Mistriss Bennet se confondit en remerciements. — Si nous n’étions pas chez d’aussi excellents amis, je ne sais pas en vérité ce que nous ferions, car elle est très-malade, et souffre beaucoup, mais avec la plus grande patience, comme elle le fait toujours ! Elle a sans contredit le caractère le plus doux que j’aie jamais vu ; je dis souvent à mes autres filles, qu’elles ne sont rien en comparaison d’elle. Vous avez ici un joli salon, Monsieur Bingley, la vue sur cette allée sablée est charmante. Je ne connais point d’endroit comparable à Netherfield ! J’espère que vous ne le quitterez pas si vite, quoique vous ne l’ayez loué que pour peu de temps ?
— Tout ce que je fais, je le fais très promptement, Madame, si je me décidais à quitter Netherfield, je serais probablement parti au bout de cinq minutes, dans ce moment cependant, je me regarde comme tout à fait établi ici.
— C’est précisément l’idée que je me faisais de vous ! s’écria Elisabeth.
— Vous commencez donc à me connaître ? dit-il en se tournant vers elle.
— Oh oui ! parfaitement.
— Je voudrais prendre cela pour un compliment, mais je crains que ce ne soit peu flatteur d’être si facile à connaître.

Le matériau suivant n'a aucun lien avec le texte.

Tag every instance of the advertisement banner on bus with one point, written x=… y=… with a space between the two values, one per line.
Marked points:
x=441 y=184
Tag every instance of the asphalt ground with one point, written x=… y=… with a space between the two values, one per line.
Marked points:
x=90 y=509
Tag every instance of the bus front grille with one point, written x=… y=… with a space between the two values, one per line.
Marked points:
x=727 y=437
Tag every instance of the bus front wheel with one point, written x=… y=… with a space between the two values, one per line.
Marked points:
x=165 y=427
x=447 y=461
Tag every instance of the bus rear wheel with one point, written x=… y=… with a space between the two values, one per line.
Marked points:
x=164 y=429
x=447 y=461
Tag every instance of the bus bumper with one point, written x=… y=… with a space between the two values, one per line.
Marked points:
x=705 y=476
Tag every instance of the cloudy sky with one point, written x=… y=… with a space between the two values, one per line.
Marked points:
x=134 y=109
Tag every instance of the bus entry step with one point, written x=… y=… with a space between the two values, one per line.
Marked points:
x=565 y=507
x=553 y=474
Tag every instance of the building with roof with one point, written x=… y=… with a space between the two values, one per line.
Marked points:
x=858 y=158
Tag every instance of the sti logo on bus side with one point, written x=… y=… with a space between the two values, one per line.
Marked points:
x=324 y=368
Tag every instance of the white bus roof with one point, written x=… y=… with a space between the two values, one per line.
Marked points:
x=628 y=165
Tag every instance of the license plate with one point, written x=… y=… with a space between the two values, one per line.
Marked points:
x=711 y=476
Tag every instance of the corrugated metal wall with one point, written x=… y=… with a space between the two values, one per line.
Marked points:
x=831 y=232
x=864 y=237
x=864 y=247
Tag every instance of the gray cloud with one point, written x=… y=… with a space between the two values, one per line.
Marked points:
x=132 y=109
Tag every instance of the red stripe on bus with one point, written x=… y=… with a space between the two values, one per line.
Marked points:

— C’est selon, il ne s’en suit pas nécessairement qu’un caractère profond ou énigmatique soit plus estimable que le vôtre.
— Lizzy, s’écria sa mère, souvenez-vous où vous êtes, et ne babillez pas ici comme on vous permet de le faire à la maison.
— Je ne savais pas, poursuivit Bingley, que vous vous appliquassiez à l’étude des caractères, elle doit être fort amusante ?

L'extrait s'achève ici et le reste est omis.